Next, Pfizer argued the Ninth Circuit in a subsequent decision simply defined a proposal for a joint trial as a voluntary, affirmative, and intentional act, and that Judge Carney implicitly went against this standard by holding that an act that is administrative in nature is not enough to be a proposal. The District Court, however, found that Judge Carney used the phrase “administrative in nature” in the context that Pfizer had argued that numerous plaintiffs had proposed a joint trial by checking the box on the civil cover sheets attached to their complaints that the case was complex because it was subject to coordination with related pending actions.  The District Court found that Judge Carney rejected the argument, stating those actions were all administrative in nature and merely alerted the clerk’s office to the possibility of coordination in order to assist with case sorting and management, and did not constitute voluntary and affirmative acts by each plaintiff to be part of and bound by a proposal for a joint trial.  The District Court thus opined Judge Carney’s decision did not turn on whether checking the box was administrative in nature but that there was not a sufficiently clear proposal for a joint trial.

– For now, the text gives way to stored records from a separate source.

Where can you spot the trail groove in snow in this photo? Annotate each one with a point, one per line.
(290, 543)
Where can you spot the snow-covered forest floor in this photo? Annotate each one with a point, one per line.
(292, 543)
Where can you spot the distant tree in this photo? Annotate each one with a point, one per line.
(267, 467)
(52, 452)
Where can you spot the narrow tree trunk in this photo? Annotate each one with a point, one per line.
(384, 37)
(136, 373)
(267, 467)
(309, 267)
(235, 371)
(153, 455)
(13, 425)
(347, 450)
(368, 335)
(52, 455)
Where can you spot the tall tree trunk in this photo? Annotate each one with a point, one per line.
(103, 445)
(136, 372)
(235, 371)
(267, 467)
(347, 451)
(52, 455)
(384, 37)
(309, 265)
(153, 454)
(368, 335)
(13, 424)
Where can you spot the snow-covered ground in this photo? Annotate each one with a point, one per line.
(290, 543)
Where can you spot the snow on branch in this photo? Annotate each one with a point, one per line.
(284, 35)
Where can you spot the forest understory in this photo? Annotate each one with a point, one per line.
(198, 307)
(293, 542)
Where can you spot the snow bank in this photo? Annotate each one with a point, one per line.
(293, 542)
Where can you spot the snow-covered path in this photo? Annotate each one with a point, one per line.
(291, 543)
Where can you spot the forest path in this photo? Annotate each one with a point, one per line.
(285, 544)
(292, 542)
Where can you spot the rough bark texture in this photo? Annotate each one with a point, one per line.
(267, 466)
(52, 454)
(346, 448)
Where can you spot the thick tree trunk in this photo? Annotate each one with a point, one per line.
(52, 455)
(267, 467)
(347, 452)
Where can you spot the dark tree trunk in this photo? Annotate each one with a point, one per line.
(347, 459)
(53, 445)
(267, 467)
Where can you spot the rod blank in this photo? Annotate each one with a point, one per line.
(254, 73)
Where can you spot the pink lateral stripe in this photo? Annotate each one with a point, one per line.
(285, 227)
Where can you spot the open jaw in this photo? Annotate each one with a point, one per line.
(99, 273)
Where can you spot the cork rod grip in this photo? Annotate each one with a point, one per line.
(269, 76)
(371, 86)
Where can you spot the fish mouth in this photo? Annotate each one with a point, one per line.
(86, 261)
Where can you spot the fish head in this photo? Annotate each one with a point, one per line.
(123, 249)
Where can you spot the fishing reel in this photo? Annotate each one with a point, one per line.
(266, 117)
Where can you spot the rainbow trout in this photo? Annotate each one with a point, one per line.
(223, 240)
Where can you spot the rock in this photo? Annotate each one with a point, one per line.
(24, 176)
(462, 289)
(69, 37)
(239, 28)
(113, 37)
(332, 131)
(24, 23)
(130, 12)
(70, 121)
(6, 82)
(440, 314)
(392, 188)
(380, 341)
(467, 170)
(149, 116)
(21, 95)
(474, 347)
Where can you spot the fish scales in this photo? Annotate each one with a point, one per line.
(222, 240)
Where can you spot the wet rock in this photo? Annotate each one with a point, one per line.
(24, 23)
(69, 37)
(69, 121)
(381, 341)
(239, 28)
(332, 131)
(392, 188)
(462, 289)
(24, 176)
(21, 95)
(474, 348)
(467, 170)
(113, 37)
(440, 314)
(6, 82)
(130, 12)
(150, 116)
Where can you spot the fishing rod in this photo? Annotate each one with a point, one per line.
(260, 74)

Finally, Pfizer argued a proposal for a joint trial made by one plaintiff can in effect bind another plaintiff even if he or she has not made a proposal for a joint trial; in other words, the consent of the latter plaintiff is not required. The District Court, however, opined Pfizer’s “no consent” argument failed to take into account the Ninth Circuit case law emphasizing a plaintiff is the master of his or her complaint.  The District Court found there are many legitimate reasons why a plaintiff would not want his or her case jointly tried with other plaintiffs’ cases, and the legislative history suggests that consent is needed.  The District Court further found in Mississippi ex rel. Hood v. AU Optronics Corp., 134 S. Ct. 736 (2014), the Supreme Court indicated that “a mass action must involve monetary claims brought by 100 or more persons who propose to try those claims jointly as named plaintiffs.”  (Editor’s Note: see the CAFA Law Blog analysis of Hood v. AU Optronics Corp posted on October 8, 2014.)

Accordingly, the District Court granted the plaintiffs’ motions to remand.